Жан был согласен с Аленом. Можно потерпеть военное поражение. Можно быть отрезанным от своих, гонимым, преследуемым неприятелем; можно пасть в бою, погибнуть физически. Но такое вот поражение подсекает, как ножом, и тело и душу. Неужели же это действительно конец?»
О, злосчастное место, где сталкиваются противоположные крестные пути, арена унижений, место, где перерождаются души, зияющая рана на краю отчизны… Не может быть сравнения между той и этой безумной каруселью, между тем, как рвались к морю остатки армии 1940 года и как спасались бегством принцы в канун Пасхи 1815 года. Только то, что оба раза это был день, когда умирали боги. О чем думали молодые люди, не так уж непохожие на других молодых людей, которыми командовал я, о чем они думали после того, как их нарядные мундиры промокли до нитки, кони выбились из сил, а высокие идеалы обернулись фарсом? Ферма та же, те же животные, кругом поля. Мирная картина, которую опровергает только сама архитектура фермы: толстой глухой стеной столько веков встречает она вражеские нашествия — и все никак не может привыкнуть к бранным грозам. Впереди ложбина с перелесками, и дальше — пролегающая по холмам дорога чужой страны, дымок скрытого от глаз дома, Бельгия…
Гвардейцы, которых оставили сторожить дорогу, привели заблудившегося, обезумевшего, оборванного человека. Весь дрожа, он бормотал что-то невнятное, требовал, чтобы его проводили к генерал-майору Рошешуару… Леон вышел из дома вместе с Монпеза́. На осклизлой топкой дороге навстречу хозяину ринулось какое-то жалкое существо, отребье, уже недоступное страху, и, целуя ему руки, лепетало бессвязные слова. Это был слуга Рошешуара.
— Они меня избили, сбросили наземь, хотели утопить, закидали камнями…
— Да кто они, каким образом? Главное, где кабриолет, мой кабриолет? Куда ты его дел? А Бертен, где Бертен?
При этом имени бедняга совсем вышел из себя. Бертен.

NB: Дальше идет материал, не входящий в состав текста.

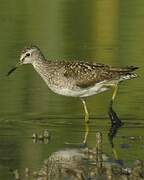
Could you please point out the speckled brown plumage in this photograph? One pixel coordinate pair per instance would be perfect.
(74, 78)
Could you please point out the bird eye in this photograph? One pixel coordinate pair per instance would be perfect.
(27, 54)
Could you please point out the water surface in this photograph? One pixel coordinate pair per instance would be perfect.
(109, 32)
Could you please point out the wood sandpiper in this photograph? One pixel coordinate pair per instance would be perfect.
(77, 79)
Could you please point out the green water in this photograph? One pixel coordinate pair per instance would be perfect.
(109, 32)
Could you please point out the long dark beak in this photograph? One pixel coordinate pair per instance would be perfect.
(14, 68)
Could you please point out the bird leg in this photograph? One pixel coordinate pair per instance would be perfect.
(112, 114)
(115, 121)
(85, 110)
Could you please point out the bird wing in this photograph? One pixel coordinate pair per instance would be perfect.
(87, 74)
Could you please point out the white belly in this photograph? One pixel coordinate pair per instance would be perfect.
(80, 92)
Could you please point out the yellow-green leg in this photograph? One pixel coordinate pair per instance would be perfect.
(115, 121)
(85, 110)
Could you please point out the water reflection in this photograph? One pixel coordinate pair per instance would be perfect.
(83, 163)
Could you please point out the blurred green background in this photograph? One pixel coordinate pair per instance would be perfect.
(106, 31)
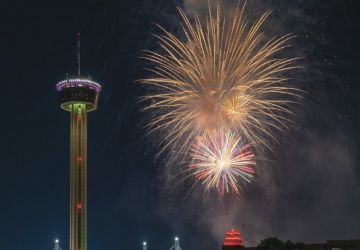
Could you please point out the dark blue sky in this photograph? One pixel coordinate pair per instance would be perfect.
(312, 187)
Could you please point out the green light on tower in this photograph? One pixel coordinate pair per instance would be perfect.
(78, 95)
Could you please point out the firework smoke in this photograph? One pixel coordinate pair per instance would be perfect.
(225, 78)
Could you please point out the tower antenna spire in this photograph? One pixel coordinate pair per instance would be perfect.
(78, 53)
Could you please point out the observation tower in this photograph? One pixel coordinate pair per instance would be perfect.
(78, 95)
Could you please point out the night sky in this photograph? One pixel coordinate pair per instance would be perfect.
(311, 182)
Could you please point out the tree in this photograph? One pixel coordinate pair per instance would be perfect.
(273, 243)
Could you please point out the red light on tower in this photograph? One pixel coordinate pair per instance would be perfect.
(233, 240)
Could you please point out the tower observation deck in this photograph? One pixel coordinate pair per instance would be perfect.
(78, 95)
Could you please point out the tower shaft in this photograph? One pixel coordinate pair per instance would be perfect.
(78, 176)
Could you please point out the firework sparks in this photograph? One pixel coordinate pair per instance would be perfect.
(222, 162)
(223, 76)
(224, 84)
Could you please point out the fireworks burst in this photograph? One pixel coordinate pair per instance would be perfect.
(222, 162)
(226, 77)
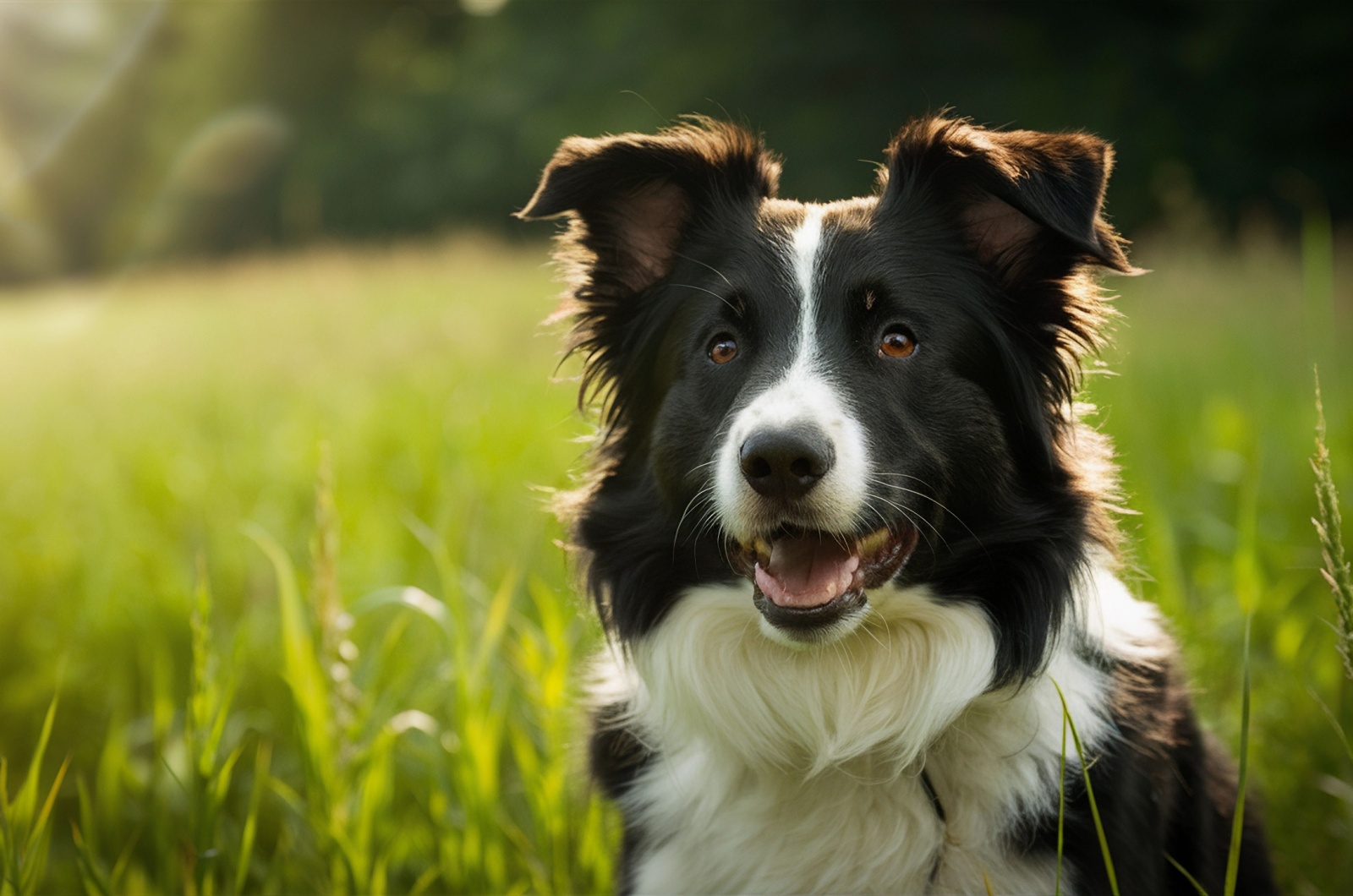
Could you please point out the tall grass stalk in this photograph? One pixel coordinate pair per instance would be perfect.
(1089, 789)
(1329, 527)
(1233, 857)
(25, 823)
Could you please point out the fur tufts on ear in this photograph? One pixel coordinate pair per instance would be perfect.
(1014, 187)
(633, 195)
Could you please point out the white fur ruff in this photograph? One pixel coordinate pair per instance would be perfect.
(782, 770)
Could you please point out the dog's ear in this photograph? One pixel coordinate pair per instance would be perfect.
(1014, 189)
(633, 195)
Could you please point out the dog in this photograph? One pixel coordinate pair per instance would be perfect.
(852, 538)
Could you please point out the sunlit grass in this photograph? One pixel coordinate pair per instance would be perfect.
(370, 686)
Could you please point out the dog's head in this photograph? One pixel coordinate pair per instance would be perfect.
(830, 398)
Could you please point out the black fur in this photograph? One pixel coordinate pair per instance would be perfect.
(980, 243)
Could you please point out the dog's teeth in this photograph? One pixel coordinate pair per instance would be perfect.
(872, 542)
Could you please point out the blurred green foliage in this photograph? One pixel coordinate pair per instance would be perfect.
(166, 128)
(372, 686)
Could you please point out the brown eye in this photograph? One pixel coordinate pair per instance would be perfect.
(723, 349)
(896, 342)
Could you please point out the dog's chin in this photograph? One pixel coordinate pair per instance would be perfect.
(812, 587)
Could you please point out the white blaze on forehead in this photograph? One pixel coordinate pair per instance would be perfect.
(804, 394)
(807, 245)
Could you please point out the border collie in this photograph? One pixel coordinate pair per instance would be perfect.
(850, 536)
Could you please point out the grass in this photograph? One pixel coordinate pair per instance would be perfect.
(369, 686)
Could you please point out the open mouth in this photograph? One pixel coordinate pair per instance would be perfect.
(808, 580)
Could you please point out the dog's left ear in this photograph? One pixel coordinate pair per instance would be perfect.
(1014, 188)
(633, 195)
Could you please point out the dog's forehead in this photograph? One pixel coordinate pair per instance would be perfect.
(784, 216)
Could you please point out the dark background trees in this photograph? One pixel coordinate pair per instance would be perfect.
(140, 130)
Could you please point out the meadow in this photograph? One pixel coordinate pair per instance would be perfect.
(283, 609)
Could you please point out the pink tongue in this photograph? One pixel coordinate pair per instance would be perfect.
(805, 571)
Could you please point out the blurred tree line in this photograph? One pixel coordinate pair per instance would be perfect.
(133, 132)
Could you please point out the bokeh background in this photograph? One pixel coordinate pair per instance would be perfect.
(282, 607)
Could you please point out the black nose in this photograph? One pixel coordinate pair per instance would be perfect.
(786, 463)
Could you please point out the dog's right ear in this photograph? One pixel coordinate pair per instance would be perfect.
(633, 195)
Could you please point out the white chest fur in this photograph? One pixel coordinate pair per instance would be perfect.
(782, 770)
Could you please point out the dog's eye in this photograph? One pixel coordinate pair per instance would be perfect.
(897, 342)
(723, 348)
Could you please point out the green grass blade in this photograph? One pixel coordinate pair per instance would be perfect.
(263, 760)
(1183, 871)
(1233, 858)
(1329, 527)
(301, 662)
(1061, 812)
(1089, 792)
(26, 801)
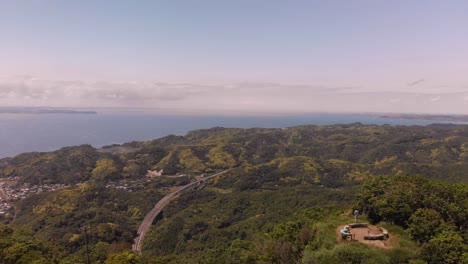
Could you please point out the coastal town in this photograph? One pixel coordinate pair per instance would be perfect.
(11, 192)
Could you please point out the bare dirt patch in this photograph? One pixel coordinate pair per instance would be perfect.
(359, 233)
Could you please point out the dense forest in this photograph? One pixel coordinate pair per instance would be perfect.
(286, 193)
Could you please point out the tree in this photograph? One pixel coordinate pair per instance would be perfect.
(447, 247)
(105, 169)
(424, 224)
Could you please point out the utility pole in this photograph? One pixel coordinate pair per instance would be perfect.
(85, 228)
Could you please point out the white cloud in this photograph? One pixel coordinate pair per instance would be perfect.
(246, 97)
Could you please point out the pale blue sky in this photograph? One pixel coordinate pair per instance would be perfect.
(116, 53)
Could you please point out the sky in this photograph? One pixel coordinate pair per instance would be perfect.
(249, 56)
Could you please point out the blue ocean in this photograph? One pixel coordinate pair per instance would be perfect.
(46, 132)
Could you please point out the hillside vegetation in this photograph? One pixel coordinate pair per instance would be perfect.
(289, 190)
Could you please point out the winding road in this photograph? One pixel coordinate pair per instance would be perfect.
(149, 218)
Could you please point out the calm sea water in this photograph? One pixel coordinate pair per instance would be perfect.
(46, 132)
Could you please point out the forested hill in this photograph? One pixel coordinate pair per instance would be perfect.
(336, 154)
(286, 193)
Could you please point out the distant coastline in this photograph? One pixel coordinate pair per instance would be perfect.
(455, 119)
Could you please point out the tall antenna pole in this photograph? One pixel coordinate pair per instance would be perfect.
(85, 228)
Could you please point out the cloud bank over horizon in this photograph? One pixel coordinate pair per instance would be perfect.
(247, 97)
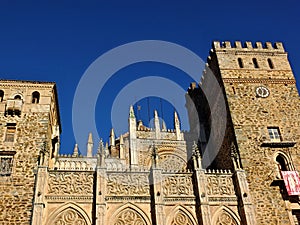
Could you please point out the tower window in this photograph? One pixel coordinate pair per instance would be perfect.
(1, 95)
(281, 162)
(254, 60)
(35, 97)
(17, 97)
(10, 132)
(241, 64)
(6, 162)
(271, 65)
(274, 134)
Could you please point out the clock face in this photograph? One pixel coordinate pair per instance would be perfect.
(262, 92)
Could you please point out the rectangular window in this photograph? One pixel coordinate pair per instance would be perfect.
(6, 165)
(10, 132)
(274, 134)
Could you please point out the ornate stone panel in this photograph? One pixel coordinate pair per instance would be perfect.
(69, 217)
(181, 219)
(129, 217)
(220, 185)
(172, 163)
(225, 219)
(178, 185)
(126, 184)
(61, 183)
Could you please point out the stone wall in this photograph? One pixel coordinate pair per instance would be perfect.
(25, 146)
(252, 115)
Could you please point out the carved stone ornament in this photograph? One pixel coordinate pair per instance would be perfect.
(69, 217)
(226, 219)
(219, 185)
(70, 183)
(129, 217)
(172, 163)
(181, 219)
(178, 185)
(122, 184)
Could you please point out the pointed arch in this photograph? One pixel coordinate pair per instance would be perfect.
(181, 216)
(129, 214)
(67, 214)
(225, 216)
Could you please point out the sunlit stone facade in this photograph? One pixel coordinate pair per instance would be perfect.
(160, 175)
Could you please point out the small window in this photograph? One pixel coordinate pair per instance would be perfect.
(1, 95)
(35, 97)
(241, 64)
(281, 162)
(17, 97)
(6, 162)
(10, 132)
(274, 134)
(271, 65)
(254, 60)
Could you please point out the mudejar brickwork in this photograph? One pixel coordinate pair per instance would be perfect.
(158, 175)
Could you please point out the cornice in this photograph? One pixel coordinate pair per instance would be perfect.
(257, 80)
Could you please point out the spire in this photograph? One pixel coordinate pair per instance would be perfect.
(177, 126)
(101, 153)
(121, 140)
(163, 126)
(75, 151)
(154, 156)
(156, 125)
(132, 138)
(122, 152)
(90, 145)
(106, 151)
(196, 156)
(131, 112)
(112, 137)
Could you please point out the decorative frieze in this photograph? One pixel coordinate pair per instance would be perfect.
(219, 185)
(178, 185)
(62, 183)
(125, 184)
(129, 217)
(70, 217)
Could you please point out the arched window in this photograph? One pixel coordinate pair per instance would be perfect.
(254, 60)
(17, 97)
(241, 64)
(1, 95)
(271, 65)
(35, 97)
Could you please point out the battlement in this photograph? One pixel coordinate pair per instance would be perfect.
(248, 46)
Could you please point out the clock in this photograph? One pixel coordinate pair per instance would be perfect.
(262, 92)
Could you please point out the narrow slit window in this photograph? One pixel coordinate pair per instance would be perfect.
(1, 95)
(271, 65)
(10, 133)
(241, 64)
(255, 63)
(35, 97)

— Кучер? Ох, уж этот «кучерявый»!
— Да что ты городишь? Пьян ты, что ли?
Возможно, пьян, только от усталости, от лихорадки… Если бы его вываляли в навозе, вид у него был бы не хуже. Весь ужас ночной сцены ограбления, бегство по болотам, когда он проваливался в торфяные ямы, а спина и плечи горели от ударов бича… все это менее страшно, чем унижение, чем растоптанное достоинство человека, пусть всего лишь лакея, но у него тоже есть свое лакейское достоинство… Сперва они хотели сделать его сообщником.
— Да кто они?
— Ну, «кучерявый» и тот гвардеец, которому я по глупости позволил сесть в кабриолет…
— Мыслимое ли дело? Ведь все гвардейцы конвоя — люди хорошего рода, офицеры, и вдруг такой…
— Чего только он не унес! Когда они стали шарить в поклаже, я их сперва не пускал, так они надавали мне пощечин, а слышали бы вы, как они меня обзывали! И графский несессер… весь золоченый, и вещи его светлости герцога… и деньги.
Что делать? Ограблены, дочиста ограблены. Но в это пасмурное утро, когда мелкий косой дождик пробирал, как частым гребнем, как граблями, и, точно песок, сыпался с неба в лужи, Леон де Рошешуар увидел в этом лакее, в несчастной жалкой фигуре что-то невыразимо смешное, он и вообще, будь то здесь, или в Киргизии, или в Португалии, воспринимал с комической точки зрения потерю человеком облика человеческого. Но нет, надо держать себя в узде. Смех в такую минуту был бы ни с чем не сообразен. И чересчур жесток… «А я-то еще разглагольствовал о Березине… Чем мне лучше теперь… Ни гроша за душой… Только что на себе надето и в кармане кинжал. А! Вот удача — три золотых монеты — все, что уцелело от пятисот франков, которые я захватил с собой. Да еще пара лошадей. Ну ничего! Зато какую физиономию скорчит мой добрейший дядюшка!» Забавней всего, что Арман-Эмманюэль де Ришелье был в мундире русского генерала, и, поскольку у него и у его племянника Леона украли все, вплоть до носильного платья, он не мог вернуть себе даже обличье француза…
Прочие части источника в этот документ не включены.